Design and construction
- Architect: Judith Chafee

U.S. National Register of Historic Places
- Official name: Jacobson House
- Reference no.: 100007931

= Jacobson House (Tucson, Arizona) =

The Jacobson House is a residential building located in Tucson, Arizona, designed by the American architect Judith Chafee. The house was commissioned in 1975 by clients Joan and Arthur Jacobson and completed in 1977. The property was listed on the National Register of Historic Places in 2022 and designated a Pima County Historic Landmark in 2022.

==Judith Chafee==
Judith Chafee (1932–1998) was an American architect and educator who made significant contributions to the architecture of the American Southwest. Chafee was born in Chicago, Illinois.
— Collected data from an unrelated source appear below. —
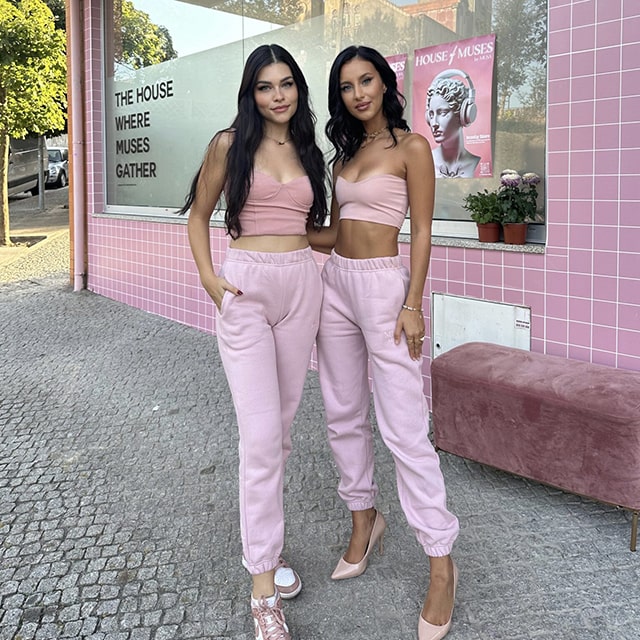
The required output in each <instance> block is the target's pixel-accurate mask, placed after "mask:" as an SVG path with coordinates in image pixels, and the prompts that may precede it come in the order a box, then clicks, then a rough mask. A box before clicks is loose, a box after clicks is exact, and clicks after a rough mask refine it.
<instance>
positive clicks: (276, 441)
mask: <svg viewBox="0 0 640 640" xmlns="http://www.w3.org/2000/svg"><path fill="white" fill-rule="evenodd" d="M325 177H326V169H325V165H324V160H323V156H322V152H321V151H320V149H319V148H318V146H317V145H316V140H315V116H314V115H313V113H312V111H311V108H310V104H309V90H308V86H307V83H306V81H305V79H304V76H303V75H302V72H301V71H300V68H299V66H298V65H297V64H296V62H295V61H294V59H293V58H292V57H291V55H290V54H289V53H288V52H287V51H286V50H285V49H283V48H282V47H280V46H278V45H263V46H260V47H258V48H257V49H256V50H255V51H253V53H251V55H250V56H249V58H248V59H247V62H246V65H245V68H244V73H243V76H242V81H241V85H240V90H239V92H238V114H237V116H236V118H235V120H234V121H233V123H232V124H231V126H230V127H229V128H228V129H224V130H223V131H220V132H218V133H217V134H216V135H215V137H214V138H213V140H212V141H211V142H210V144H209V147H208V149H207V152H206V155H205V158H204V161H203V163H202V165H201V167H200V169H199V170H198V173H197V174H196V176H195V178H194V180H193V183H192V185H191V190H190V192H189V194H188V195H187V198H186V202H185V206H184V207H183V208H182V210H181V211H182V212H183V213H185V212H186V211H189V222H188V233H189V243H190V245H191V251H192V253H193V257H194V260H195V263H196V266H197V269H198V273H199V275H200V281H201V282H202V286H203V287H204V289H205V290H206V292H207V293H208V294H209V296H210V297H211V299H212V300H213V301H214V303H215V305H216V307H217V310H218V321H217V338H218V346H219V350H220V355H221V358H222V363H223V365H224V369H225V373H226V375H227V380H228V382H229V387H230V389H231V393H232V396H233V402H234V406H235V410H236V418H237V422H238V430H239V435H240V438H239V440H240V531H241V537H242V550H243V558H242V562H243V564H244V566H245V567H246V568H247V570H248V571H249V573H250V574H251V577H252V580H253V586H252V594H251V613H252V616H253V622H254V631H255V637H256V638H257V639H259V640H288V639H289V638H290V637H291V636H290V633H289V630H288V627H287V624H286V622H285V619H284V614H283V611H282V601H281V598H293V597H294V596H296V595H297V594H298V593H299V592H300V589H301V587H302V585H301V582H300V577H299V576H298V574H297V573H296V572H294V571H293V570H292V569H291V568H290V567H289V566H288V565H287V564H286V563H285V562H284V560H283V559H282V555H281V553H282V548H283V545H284V512H283V481H284V468H285V463H286V461H287V458H288V456H289V453H290V452H291V436H290V427H291V423H292V421H293V418H294V415H295V413H296V410H297V408H298V404H299V403H300V399H301V397H302V390H303V385H304V381H305V378H306V374H307V369H308V366H309V359H310V356H311V349H312V347H313V342H314V339H315V336H316V333H317V330H318V321H319V314H320V302H321V299H322V283H321V281H320V274H319V270H318V268H317V265H316V263H315V261H314V259H313V254H312V252H311V248H310V247H309V242H308V239H307V232H308V230H309V229H311V228H313V227H316V228H317V227H320V226H321V225H322V224H323V222H324V219H325V216H326V193H325V186H326V180H325ZM222 192H224V196H225V200H226V204H227V208H226V213H225V223H226V228H227V232H228V234H229V236H230V237H231V240H230V244H229V248H228V249H227V252H226V256H225V259H224V263H223V265H222V267H221V268H220V269H219V271H218V272H217V273H216V271H215V269H214V266H213V262H212V258H211V246H210V240H209V221H210V219H211V215H212V213H213V211H214V209H215V208H216V204H217V202H218V199H219V198H220V196H221V194H222ZM252 637H253V636H252Z"/></svg>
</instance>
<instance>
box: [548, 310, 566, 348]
mask: <svg viewBox="0 0 640 640" xmlns="http://www.w3.org/2000/svg"><path fill="white" fill-rule="evenodd" d="M568 331H569V324H568V322H567V321H566V320H559V319H556V318H550V317H548V316H547V318H546V320H545V338H546V339H547V341H548V342H555V343H558V344H561V345H566V344H567V338H568ZM572 339H573V327H572Z"/></svg>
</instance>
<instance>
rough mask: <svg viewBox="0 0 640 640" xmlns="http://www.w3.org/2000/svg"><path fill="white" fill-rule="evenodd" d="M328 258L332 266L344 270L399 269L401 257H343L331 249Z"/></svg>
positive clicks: (379, 270)
mask: <svg viewBox="0 0 640 640" xmlns="http://www.w3.org/2000/svg"><path fill="white" fill-rule="evenodd" d="M329 260H330V261H331V264H333V266H335V267H337V268H338V269H344V270H345V271H381V270H383V269H399V268H401V267H402V258H401V257H400V256H399V255H397V256H384V257H382V258H363V259H354V258H345V257H344V256H341V255H339V254H337V253H336V252H335V251H334V250H332V251H331V257H330V258H329Z"/></svg>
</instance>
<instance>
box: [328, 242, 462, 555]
mask: <svg viewBox="0 0 640 640" xmlns="http://www.w3.org/2000/svg"><path fill="white" fill-rule="evenodd" d="M322 280H323V285H324V295H323V302H322V310H321V314H320V331H319V334H318V338H317V345H318V367H319V374H320V384H321V388H322V395H323V398H324V403H325V410H326V414H327V424H328V432H329V444H330V446H331V450H332V451H333V456H334V458H335V461H336V465H337V467H338V471H339V473H340V485H339V488H338V493H339V494H340V497H341V498H342V499H343V500H344V501H345V503H346V505H347V507H348V508H349V510H351V511H360V510H362V509H369V508H371V507H373V506H374V504H375V499H376V495H377V493H378V488H377V485H376V483H375V480H374V459H373V436H372V431H371V423H370V421H369V383H368V370H367V359H368V360H369V362H370V366H371V377H372V379H373V398H374V406H375V411H376V417H377V422H378V426H379V429H380V435H381V436H382V439H383V441H384V443H385V444H386V445H387V447H388V448H389V450H390V451H391V454H392V455H393V459H394V462H395V467H396V481H397V485H398V495H399V498H400V504H401V506H402V509H403V511H404V513H405V515H406V517H407V521H408V522H409V525H410V526H411V527H412V528H413V530H414V531H415V533H416V537H417V539H418V541H419V543H420V544H421V545H422V547H423V549H424V550H425V552H426V554H427V555H429V556H434V557H438V556H445V555H447V554H448V553H449V552H450V551H451V547H452V546H453V542H454V540H455V539H456V537H457V535H458V520H457V518H456V517H455V516H454V515H452V514H451V513H450V512H449V511H448V510H447V505H446V492H445V487H444V479H443V477H442V472H441V470H440V459H439V457H438V454H437V453H436V452H435V450H434V448H433V445H432V444H431V442H430V441H429V438H428V430H429V413H428V407H427V402H426V399H425V397H424V392H423V386H422V385H423V382H422V371H421V369H422V363H421V362H420V361H415V360H412V359H411V358H410V356H409V352H408V349H407V344H406V340H405V339H404V336H403V339H402V340H401V342H400V344H398V345H396V344H395V342H394V339H393V332H394V329H395V325H396V320H397V318H398V313H399V311H400V308H401V305H402V303H403V302H404V299H405V295H406V291H407V287H408V284H409V273H408V271H407V269H406V268H405V267H404V266H403V265H402V262H401V259H400V257H399V256H394V257H388V258H372V259H366V260H352V259H350V258H344V257H342V256H339V255H337V254H336V253H335V252H334V253H332V254H331V257H330V258H329V260H328V261H327V262H326V264H325V266H324V269H323V272H322Z"/></svg>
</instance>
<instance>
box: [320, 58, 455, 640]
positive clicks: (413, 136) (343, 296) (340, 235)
mask: <svg viewBox="0 0 640 640" xmlns="http://www.w3.org/2000/svg"><path fill="white" fill-rule="evenodd" d="M403 108H404V98H403V97H402V96H401V95H400V94H399V93H398V89H397V81H396V76H395V73H394V72H393V70H392V69H391V68H390V66H389V65H388V63H387V61H386V60H385V59H384V57H383V56H382V55H381V54H380V53H378V52H377V51H376V50H374V49H371V48H369V47H364V46H360V47H355V46H352V47H348V48H347V49H345V50H344V51H342V52H341V53H340V54H339V55H338V57H337V58H336V60H335V61H334V63H333V66H332V68H331V72H330V76H329V112H330V119H329V122H328V123H327V127H326V131H327V135H328V137H329V139H330V140H331V142H332V144H333V146H334V148H335V155H334V157H333V177H334V180H333V185H334V194H333V195H334V197H333V203H332V208H331V224H330V226H329V227H326V228H324V229H323V230H321V231H320V232H317V233H314V232H311V233H310V234H309V238H310V241H311V244H312V246H313V248H314V249H317V250H319V251H324V252H326V253H331V257H330V258H329V259H328V260H327V262H326V264H325V267H324V269H323V272H322V280H323V286H324V298H323V303H322V310H321V314H320V330H319V333H318V338H317V345H318V368H319V374H320V383H321V388H322V394H323V399H324V403H325V408H326V414H327V424H328V433H329V443H330V446H331V449H332V452H333V456H334V459H335V461H336V465H337V467H338V471H339V473H340V484H339V487H338V492H339V494H340V496H341V497H342V499H343V500H344V502H345V504H346V506H347V508H348V509H349V510H350V512H351V517H352V531H351V539H350V541H349V546H348V548H347V550H346V552H345V554H344V555H343V557H342V558H340V560H339V562H338V565H337V567H336V569H335V571H334V572H333V575H332V578H334V579H335V580H341V579H345V578H353V577H356V576H359V575H360V574H361V573H363V572H364V571H365V569H366V568H367V563H368V560H369V556H370V553H371V551H372V550H373V549H374V548H375V546H376V544H379V545H380V546H381V544H382V537H383V535H384V532H385V528H386V523H385V520H384V517H383V515H382V514H381V513H380V512H379V511H377V510H376V508H375V500H376V496H377V492H378V489H377V485H376V483H375V479H374V460H373V436H372V431H371V424H370V422H369V418H368V415H369V384H368V367H367V360H368V361H369V364H370V371H371V377H372V379H373V396H374V403H375V411H376V417H377V422H378V427H379V429H380V435H381V436H382V439H383V440H384V442H385V444H386V445H387V447H389V449H390V451H391V453H392V455H393V458H394V461H395V466H396V478H397V485H398V494H399V498H400V504H401V506H402V509H403V511H404V513H405V515H406V518H407V521H408V522H409V525H410V526H411V527H412V528H413V530H414V531H415V534H416V537H417V539H418V542H419V543H420V545H421V546H422V547H423V549H424V551H425V554H426V555H427V556H428V558H429V566H430V584H429V590H428V593H427V596H426V598H425V600H424V604H423V607H422V611H421V614H420V618H419V621H418V637H419V638H420V640H436V639H438V638H443V637H444V636H445V635H446V634H447V632H448V631H449V628H450V626H451V616H452V613H453V602H454V597H455V585H456V580H457V569H456V567H455V565H454V564H453V561H452V560H451V557H450V551H451V548H452V546H453V542H454V540H455V539H456V537H457V534H458V521H457V519H456V517H455V516H453V515H452V514H451V513H450V512H449V511H448V510H447V506H446V493H445V487H444V480H443V477H442V472H441V471H440V465H439V458H438V455H437V453H436V452H435V450H434V448H433V446H432V445H431V443H430V441H429V439H428V420H429V416H428V408H427V403H426V399H425V397H424V393H423V383H422V363H421V357H422V343H423V340H424V333H425V325H424V318H423V314H422V297H423V292H424V285H425V279H426V276H427V270H428V267H429V258H430V252H431V222H432V217H433V203H434V190H435V176H434V168H433V160H432V157H431V150H430V147H429V144H428V142H427V141H426V140H425V139H424V138H423V137H422V136H421V135H419V134H415V133H410V132H409V127H408V125H407V123H406V121H405V120H404V118H403ZM408 208H410V211H411V213H410V223H411V250H410V253H411V255H410V269H407V268H406V267H405V266H404V265H403V264H402V261H401V258H400V256H399V254H398V235H399V231H400V228H401V227H402V224H403V222H404V219H405V215H406V213H407V209H408Z"/></svg>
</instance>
Chafee attended Francis W. Parker School, before matriculating into Bennington College in Bennington, Vermont, graduating with a major in visual arts in 1954. In 1956 she enrolled in Yale University's Graduate School of Arts and Architecture (Yale School of Architecture) and was the only woman to graduate from her class.

She went on to work for nationally recognized architectural firms including, Paul Rudolph on the development of projects including the Yale University Art and Architecture Building and Married Student Housing and later job captain for residential projects in Baltimore. In 1962 she accepted a position with Walter Gropius' The Architects Collaborative (TAC) and worked on education projects for Brandeis University and Radcliffe College. After a year in Cambridge, Massachusetts, she accepted a position with Eero Saarinen and Associates in Connecticut where she worked on projects including Cummings Diesel in Darlington England and the international terminal for the TWA Flight Center at John F. Kennedy Airport. She then worked for five years at the Edward Larrabee Barnes Office in New Haven and ran a small private practice.

In 1969 Chafee moved back to Tucson and opened her own practice. Chafee taught at the University of Arizona from 1975 until her death in 1998. She was awarded the American Institute of Architects (AIA) Arizona's Lifetime Achievement Award posthumously in 2002.

==Comparison to Chafee's other major works==
The Jacobson House is considered one of Chafee's significant foundational works, alongside the Viewpoint House, Ramada House and the demolished Blackwell House.

==Recognition and legacy==
The Jacobson House was added to the National Register of Historic Places and designated a Pima County Historic Landmark in 2022, recognizing the significance of Chafee's work and her contributions to the architecture of the American Southwest. The house remains a testament to Chafee's design philosophy, which sought to create architecture that was both sensitive to its context and responsive to the needs of its inhabitants. The house underwent a major restoration led by Demion Clinco between 2021 and 2022.